During our quicksand lesson, Mrs. Jeffries instructed us on the dos and don’t of quicksand. The first don’t is…
Don’t fall into quicksand.
The second don’t is…
Don’t struggle if you do fall into quicksand.
The proper procedure if you fall into quicksand is to take a deep breath and float on your back until help arrives. Even though I was sure quicksand was no where near Willow Crest Elementary, I was now on quicksand alert. As an eight year old I was convinced I could beat quicksand if I ever fell or came upon it, but I would do everything differently than Mrs. Jeffries told me to do. I loved Mrs. Jeffries but I knew I knew more than her in this case.

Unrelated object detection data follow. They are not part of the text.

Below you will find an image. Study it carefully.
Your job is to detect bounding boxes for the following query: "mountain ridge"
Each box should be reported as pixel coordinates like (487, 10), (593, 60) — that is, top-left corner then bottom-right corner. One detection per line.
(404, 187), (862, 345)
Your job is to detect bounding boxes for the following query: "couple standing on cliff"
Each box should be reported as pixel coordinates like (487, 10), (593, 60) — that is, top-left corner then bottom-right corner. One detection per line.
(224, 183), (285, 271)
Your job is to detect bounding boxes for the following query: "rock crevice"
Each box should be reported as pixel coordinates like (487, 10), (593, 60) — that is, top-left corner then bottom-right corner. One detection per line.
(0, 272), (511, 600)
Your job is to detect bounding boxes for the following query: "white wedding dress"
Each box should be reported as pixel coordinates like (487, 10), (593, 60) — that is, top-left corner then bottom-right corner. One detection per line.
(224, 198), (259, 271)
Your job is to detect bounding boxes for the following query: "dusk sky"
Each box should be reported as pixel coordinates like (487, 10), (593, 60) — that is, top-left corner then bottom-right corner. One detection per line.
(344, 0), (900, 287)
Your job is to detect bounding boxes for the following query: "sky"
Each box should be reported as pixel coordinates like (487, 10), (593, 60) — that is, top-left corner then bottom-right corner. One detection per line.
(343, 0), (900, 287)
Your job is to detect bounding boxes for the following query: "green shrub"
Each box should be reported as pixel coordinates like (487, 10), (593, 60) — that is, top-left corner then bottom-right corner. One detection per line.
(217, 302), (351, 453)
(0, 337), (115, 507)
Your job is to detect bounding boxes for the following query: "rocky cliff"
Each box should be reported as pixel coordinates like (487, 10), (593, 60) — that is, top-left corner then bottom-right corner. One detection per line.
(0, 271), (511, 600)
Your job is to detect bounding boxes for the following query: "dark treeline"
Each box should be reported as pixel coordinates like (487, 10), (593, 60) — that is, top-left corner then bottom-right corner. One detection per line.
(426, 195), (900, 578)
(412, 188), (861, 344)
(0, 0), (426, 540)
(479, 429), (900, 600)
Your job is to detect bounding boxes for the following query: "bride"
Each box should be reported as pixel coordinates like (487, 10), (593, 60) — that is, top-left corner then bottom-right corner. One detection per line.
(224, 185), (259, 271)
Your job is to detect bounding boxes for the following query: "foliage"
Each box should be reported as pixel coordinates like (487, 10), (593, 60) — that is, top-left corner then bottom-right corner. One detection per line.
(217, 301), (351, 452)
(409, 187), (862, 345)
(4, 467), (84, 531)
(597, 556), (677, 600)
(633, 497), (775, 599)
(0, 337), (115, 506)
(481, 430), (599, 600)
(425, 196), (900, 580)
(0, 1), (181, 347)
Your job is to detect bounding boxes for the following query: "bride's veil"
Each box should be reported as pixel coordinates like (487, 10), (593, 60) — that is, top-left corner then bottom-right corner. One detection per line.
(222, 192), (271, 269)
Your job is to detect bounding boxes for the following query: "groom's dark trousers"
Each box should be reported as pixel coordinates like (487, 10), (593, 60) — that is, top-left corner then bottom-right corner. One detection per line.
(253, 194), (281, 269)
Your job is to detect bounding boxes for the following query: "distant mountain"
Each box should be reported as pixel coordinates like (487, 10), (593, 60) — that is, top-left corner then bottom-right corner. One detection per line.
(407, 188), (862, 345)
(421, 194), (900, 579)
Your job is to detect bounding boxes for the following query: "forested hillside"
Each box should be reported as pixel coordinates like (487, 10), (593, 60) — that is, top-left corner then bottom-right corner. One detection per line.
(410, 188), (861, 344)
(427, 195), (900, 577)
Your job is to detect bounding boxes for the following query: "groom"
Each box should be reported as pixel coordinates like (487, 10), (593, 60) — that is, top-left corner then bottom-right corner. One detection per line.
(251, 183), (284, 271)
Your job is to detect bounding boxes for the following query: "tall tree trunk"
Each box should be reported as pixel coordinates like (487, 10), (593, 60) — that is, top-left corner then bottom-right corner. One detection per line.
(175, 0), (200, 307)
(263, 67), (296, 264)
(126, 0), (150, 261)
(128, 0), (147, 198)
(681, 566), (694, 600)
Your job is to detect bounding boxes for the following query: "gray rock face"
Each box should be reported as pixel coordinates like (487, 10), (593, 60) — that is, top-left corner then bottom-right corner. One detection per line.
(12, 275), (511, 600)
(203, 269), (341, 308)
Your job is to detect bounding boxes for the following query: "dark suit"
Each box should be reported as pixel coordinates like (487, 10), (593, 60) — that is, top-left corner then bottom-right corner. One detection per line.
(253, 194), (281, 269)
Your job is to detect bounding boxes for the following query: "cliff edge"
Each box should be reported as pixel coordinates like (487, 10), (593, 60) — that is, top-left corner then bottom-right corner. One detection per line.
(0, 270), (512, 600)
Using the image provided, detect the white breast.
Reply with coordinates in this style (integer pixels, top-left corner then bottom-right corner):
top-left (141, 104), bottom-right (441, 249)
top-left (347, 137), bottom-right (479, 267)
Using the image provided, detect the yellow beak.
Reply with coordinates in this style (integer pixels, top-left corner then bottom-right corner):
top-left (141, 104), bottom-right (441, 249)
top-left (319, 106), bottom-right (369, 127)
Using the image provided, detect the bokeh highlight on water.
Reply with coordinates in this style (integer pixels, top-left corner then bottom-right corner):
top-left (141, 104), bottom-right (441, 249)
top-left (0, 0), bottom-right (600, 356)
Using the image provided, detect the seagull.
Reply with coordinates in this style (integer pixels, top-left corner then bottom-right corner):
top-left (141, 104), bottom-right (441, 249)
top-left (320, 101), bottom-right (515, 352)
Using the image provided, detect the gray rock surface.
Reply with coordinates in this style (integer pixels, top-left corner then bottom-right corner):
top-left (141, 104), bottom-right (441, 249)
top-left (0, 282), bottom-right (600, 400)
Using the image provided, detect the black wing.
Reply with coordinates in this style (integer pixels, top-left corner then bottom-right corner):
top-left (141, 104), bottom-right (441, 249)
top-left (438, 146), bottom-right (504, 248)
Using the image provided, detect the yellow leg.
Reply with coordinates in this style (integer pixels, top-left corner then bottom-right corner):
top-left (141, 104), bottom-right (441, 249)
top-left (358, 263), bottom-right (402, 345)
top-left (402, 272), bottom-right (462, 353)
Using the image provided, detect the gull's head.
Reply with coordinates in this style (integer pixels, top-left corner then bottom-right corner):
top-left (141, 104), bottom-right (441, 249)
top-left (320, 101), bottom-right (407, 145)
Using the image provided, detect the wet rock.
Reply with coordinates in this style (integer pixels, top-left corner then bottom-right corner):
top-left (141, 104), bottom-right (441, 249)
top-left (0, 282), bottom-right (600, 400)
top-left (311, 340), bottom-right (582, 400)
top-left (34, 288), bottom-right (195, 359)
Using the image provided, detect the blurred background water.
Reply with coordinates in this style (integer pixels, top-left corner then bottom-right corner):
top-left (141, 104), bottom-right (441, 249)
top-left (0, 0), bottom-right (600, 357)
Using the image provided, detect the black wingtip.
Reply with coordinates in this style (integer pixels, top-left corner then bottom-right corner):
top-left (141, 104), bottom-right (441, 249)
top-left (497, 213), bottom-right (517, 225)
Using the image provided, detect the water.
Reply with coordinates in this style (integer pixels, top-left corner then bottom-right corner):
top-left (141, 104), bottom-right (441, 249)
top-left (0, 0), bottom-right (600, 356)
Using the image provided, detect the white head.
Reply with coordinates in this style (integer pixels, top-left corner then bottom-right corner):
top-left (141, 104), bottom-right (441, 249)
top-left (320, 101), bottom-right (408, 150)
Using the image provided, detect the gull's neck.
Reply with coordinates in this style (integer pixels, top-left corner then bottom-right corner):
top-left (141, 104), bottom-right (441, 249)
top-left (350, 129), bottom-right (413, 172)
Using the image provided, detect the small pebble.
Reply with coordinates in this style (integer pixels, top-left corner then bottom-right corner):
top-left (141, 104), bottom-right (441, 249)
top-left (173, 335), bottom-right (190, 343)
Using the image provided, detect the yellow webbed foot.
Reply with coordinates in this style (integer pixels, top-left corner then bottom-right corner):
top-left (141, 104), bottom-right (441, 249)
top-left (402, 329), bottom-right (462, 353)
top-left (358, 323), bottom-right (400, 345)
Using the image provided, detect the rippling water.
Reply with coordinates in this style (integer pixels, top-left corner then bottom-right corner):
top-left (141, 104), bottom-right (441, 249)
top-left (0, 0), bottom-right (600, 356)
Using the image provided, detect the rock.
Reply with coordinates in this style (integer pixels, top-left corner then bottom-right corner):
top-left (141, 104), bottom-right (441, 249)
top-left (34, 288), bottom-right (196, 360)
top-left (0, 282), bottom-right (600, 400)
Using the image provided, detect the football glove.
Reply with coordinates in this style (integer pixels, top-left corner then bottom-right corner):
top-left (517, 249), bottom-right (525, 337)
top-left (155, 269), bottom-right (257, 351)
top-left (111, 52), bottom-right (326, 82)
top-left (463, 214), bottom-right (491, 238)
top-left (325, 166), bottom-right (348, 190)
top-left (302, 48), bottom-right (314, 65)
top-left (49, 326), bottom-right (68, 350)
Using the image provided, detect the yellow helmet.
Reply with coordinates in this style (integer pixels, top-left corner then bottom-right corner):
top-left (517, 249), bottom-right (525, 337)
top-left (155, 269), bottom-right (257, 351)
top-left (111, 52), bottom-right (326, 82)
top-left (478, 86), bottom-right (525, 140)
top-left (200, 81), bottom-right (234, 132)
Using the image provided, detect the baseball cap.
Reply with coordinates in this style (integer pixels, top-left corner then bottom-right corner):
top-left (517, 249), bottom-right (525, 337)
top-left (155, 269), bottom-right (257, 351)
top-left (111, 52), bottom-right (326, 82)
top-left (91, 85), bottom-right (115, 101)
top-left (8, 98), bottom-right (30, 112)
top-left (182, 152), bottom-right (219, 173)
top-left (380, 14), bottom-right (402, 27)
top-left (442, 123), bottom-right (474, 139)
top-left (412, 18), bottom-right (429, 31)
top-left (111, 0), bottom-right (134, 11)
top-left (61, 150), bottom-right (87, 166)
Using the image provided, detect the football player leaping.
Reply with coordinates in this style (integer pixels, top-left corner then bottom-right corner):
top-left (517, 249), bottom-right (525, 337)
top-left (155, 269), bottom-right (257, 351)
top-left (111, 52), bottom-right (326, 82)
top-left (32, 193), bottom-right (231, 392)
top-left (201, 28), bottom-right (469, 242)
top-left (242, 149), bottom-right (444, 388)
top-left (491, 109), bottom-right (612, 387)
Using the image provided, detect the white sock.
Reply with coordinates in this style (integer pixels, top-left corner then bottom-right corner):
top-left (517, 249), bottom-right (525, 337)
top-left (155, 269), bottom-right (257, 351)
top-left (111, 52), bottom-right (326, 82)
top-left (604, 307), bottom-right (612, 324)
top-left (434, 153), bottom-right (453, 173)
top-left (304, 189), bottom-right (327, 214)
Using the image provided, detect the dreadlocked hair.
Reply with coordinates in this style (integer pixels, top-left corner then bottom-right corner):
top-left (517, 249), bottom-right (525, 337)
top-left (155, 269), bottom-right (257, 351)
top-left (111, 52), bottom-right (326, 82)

I also knew that I knew more than nature itself. If I fell into quicksand I would kick the shit out of that stupid quicksand. I would battle and fight and scream until the quicksand miraculously released me. I would defeat any quicksand in my path. Even as a child I was willful, stubborn and impatient. My defiance of everything has served me well. it has also been my downfall. I resist what I don’t like or can’t handle. I am resisting my life right now. I am in quicksand and I am fighting to get out. Even though I know I must float on my back and stop fighting, I am defiant even in my grief. I can’t stop myself from the disbelief of my situation. I say to myself everyday, he is gone, and I am alone. I am meant to be alone, I am a widow. Yet I fight, instead of float. I am not even content in my fighting because I know it won’t work either. Maybe the grief is still fresh or maybe I am still in shock, I am not sure. I am sure that I am in quicksand and I am struggling to get out. Unfortunately, no one is coming to help me. The thought of floating on my back seems preposterous right now. Everyone always tells everyone else to fight, so I am fighting. For what I am unsure. Am I fighting for my life or am I fighting against my life? I am not suicidal today so I am technically not fighting to stay alive (although there have been days when I believed a final exit would be less painful).
Dismal, heartbroken, mournful, somber, blue, distressed or just plain sad. Tomorrow is my wedding anniversary. I would have been married for twenty-three years, that is more than half my current age. I want it, the day, to just go away and yet I want to celebrate. I want to go someplace romantic and… I don’t know what. The song lyrics “lonely, I’m so lonely, don’t have nobody to call my own, keep drifting through my head. This is just a weird fucking time. Are people supposed to celebrate? Better yet, are widows and widowers supposed to celebrate their wedding anniversary. Should I expect cards in the mail like I did three years ago and what would that card say? Mary Ann says that I should keep counting this time as still being married. We disagree. I am not married anymore and to believe otherwise would make be delusional, right? I am everything but delusional. I wish I could pretend that quicksand wasn’t real. I wish I could put blinders in and shove myself back to my reality of yesteryear but I can’t. I suppose some do. I suppose those people that do say things like, “I’m great!” when in reality they are sinking faster than I. I have never been able to deny my discomfort, I wear it all over my sad eyes.
The problem with quicksand is it’s a tricky bitch. It makes you think that you can fight your way through it and you can not. Quicksand is real.